La Haye: coup d'éclat de Ratko Mladic pour le dernier jour de son procès en appel

Publié le par RFI par notre correspondante à Bruxelles, Laxmi Lota

Ce 26 août avait lieu le dernier jour du procès en appel de Ratko Mladic à la Haye. L'ancien général, surnommé « le boucher de Bosnie , avait été condamné à la prison a vie en 2017 pour génocide, crime contre l'humanité et crime de guerre, pendant le conflit en Bosnie entre 1992 et 1995. Sa défense assure qu'il était très loin de Srebrenica au moment des faits. Ratko Mladic a pris la parole à la toute fin de l'audience. 

Ratko Mladic, à l'annonce du verdict de son procès au Tribunal pénal international pour l’ex-Yougoslavie, le 22 novembre 2017. ICTY/Handout via REUTERS

Ratko Mladic, à l'annonce du verdict de son procès au Tribunal pénal international pour l’ex-Yougoslavie, le 22 novembre 2017. ICTY/Handout via REUTERS

« J'aimerais dire quelque chose au nom du peuple serbe ». C'est ainsi que Ratko Mladic a débuté ses propos qui devaient durer selon l'ancien genéral , 30 minutes. Mais la cour lui a rappelé qu'il n'en avait que dix. Ratko Mladic a ensuite pointé du doigt la procureure, la désignant comme « cette femme blonde, pour l'appeler ainsi, qui, pendant deux jours, a parlé de moi en utilisant un langage de serpent, de diable ».

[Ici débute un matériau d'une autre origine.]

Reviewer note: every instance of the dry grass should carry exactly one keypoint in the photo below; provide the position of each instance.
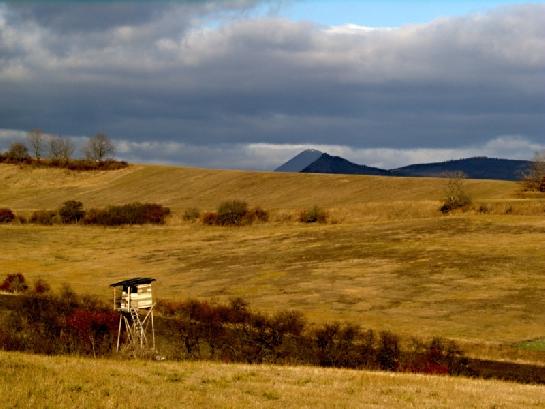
(471, 278)
(387, 260)
(28, 188)
(28, 381)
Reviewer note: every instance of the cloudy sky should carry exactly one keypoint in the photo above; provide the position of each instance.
(247, 83)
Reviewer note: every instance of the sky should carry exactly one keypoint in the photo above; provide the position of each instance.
(247, 84)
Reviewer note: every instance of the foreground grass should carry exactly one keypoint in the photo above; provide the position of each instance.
(469, 278)
(391, 262)
(30, 381)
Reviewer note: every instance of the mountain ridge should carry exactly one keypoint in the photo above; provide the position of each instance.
(477, 167)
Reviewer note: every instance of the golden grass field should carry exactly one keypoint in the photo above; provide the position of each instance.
(388, 260)
(31, 381)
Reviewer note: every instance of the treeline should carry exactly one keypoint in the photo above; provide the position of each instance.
(238, 213)
(65, 323)
(72, 212)
(55, 151)
(234, 333)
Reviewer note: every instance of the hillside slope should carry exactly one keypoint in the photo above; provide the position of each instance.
(29, 188)
(67, 382)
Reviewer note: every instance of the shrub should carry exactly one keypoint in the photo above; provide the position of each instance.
(313, 215)
(18, 152)
(259, 214)
(46, 217)
(456, 196)
(14, 283)
(191, 214)
(388, 353)
(41, 286)
(132, 213)
(209, 218)
(232, 212)
(71, 211)
(6, 215)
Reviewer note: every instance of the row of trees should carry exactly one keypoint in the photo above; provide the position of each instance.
(56, 148)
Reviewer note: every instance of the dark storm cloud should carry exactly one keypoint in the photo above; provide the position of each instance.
(161, 72)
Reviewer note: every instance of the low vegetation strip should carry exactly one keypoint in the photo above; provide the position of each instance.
(67, 382)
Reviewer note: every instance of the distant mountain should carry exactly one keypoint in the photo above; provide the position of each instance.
(300, 161)
(473, 168)
(335, 164)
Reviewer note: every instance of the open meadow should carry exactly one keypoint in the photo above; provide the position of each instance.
(388, 259)
(68, 382)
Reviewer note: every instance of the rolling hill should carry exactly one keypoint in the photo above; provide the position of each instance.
(387, 258)
(30, 188)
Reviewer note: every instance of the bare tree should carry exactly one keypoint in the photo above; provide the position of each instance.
(61, 149)
(36, 142)
(456, 195)
(18, 152)
(99, 147)
(533, 179)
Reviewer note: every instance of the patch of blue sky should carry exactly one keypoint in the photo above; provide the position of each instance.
(385, 13)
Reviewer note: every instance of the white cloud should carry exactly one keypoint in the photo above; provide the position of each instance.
(165, 73)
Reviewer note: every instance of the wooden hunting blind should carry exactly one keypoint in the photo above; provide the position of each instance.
(133, 298)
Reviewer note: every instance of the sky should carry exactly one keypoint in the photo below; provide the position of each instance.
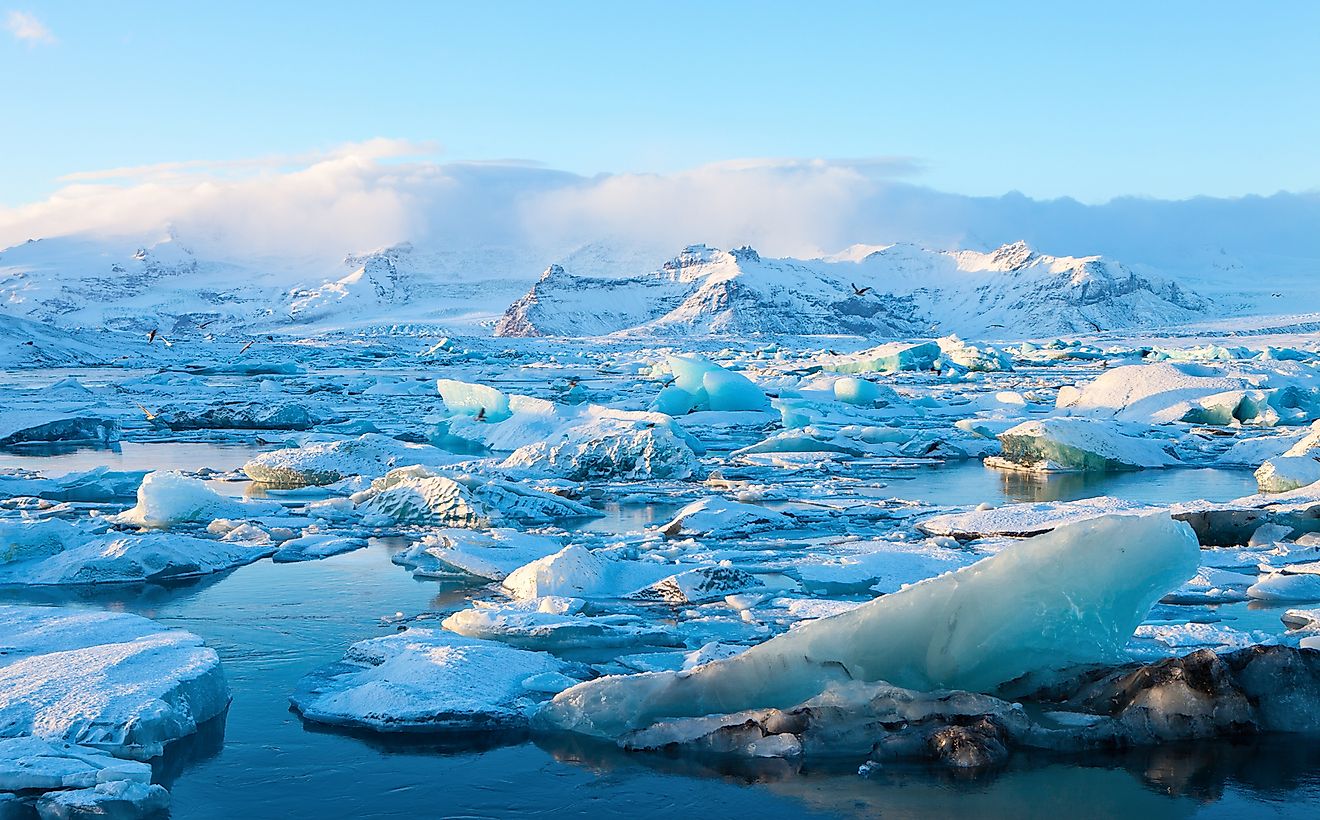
(1164, 99)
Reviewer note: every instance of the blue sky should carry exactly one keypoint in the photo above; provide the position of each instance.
(1163, 99)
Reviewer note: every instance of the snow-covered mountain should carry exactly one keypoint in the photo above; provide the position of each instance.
(871, 291)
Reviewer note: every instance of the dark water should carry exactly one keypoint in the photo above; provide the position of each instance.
(272, 623)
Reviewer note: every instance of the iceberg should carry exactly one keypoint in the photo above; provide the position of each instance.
(700, 384)
(890, 357)
(153, 557)
(169, 499)
(1073, 445)
(42, 427)
(325, 462)
(1287, 473)
(111, 682)
(419, 497)
(432, 680)
(478, 400)
(490, 553)
(724, 518)
(1060, 600)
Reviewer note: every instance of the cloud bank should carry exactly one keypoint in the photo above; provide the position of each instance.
(27, 28)
(383, 192)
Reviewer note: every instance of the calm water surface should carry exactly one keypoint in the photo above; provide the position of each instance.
(272, 623)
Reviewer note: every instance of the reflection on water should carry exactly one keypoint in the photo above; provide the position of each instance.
(969, 482)
(58, 460)
(273, 623)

« Je suis un homme ordinaire »

Ratko Mladic a remis en cause le tribunal, affirmant être l'enfant des puissances de l'Ouest. L'accusé a expliqué qu'il était un soldat professionnel et qu'on ne pouvait pas le condamner. « Chère madame, a-t-il déclaré, je ne suis pas un saint, je suis un homme ordinaire. C'est ce que j'ai dit pendant la guerre. Mon destin m'a mené à défendre mon État ».

Alors que la juge lui indiquait que son temps de parole était écoulé, l'ancien général serbe a lancé : « Je suis en vie et en bonne sante ! Votre accusation est tombée a l'eau ! » Pendant ce procès en appel, on a vu l'homme de 78 ans se recoiffer souvent. Il n'a jamais reconnu ses responsabilités dans les crimes commis. La décision du tribunal est annoncée pour le printemps prochain.

En 2017, celui qui avait été surnommé « le boucher de Srebrenica » avait été condamné pour crime de guerre, crime contre l’humanité, en particulier pour le très long siège de Sarajevo, quarante-quatre mois - 1 425 jours - au cours desquels plus de 5 000 victimes civiles sont mortes sous les bombes, a priori en grande partie des forces serbes qui entouraient la ville.

Surtout, Ratko Mladcć a été condamné pour le génocide, le massacre de Srebrenica à l’été 1995, où plus de 7 000 hommes musulmans ont été tués après la chute de l’enclave et sa prise par les forces serbes. Avec son alter ego politique Radovan Karadzic déjà condamné en 2016 à 40 ans de prison pour ce même massacre de Srebrenica, il est considéré comme un « architecte de la politique de nettoyage ethnique » d'une partie de la Bosnie, selon le procureur Serge Brammertz du Tribunal pénal international.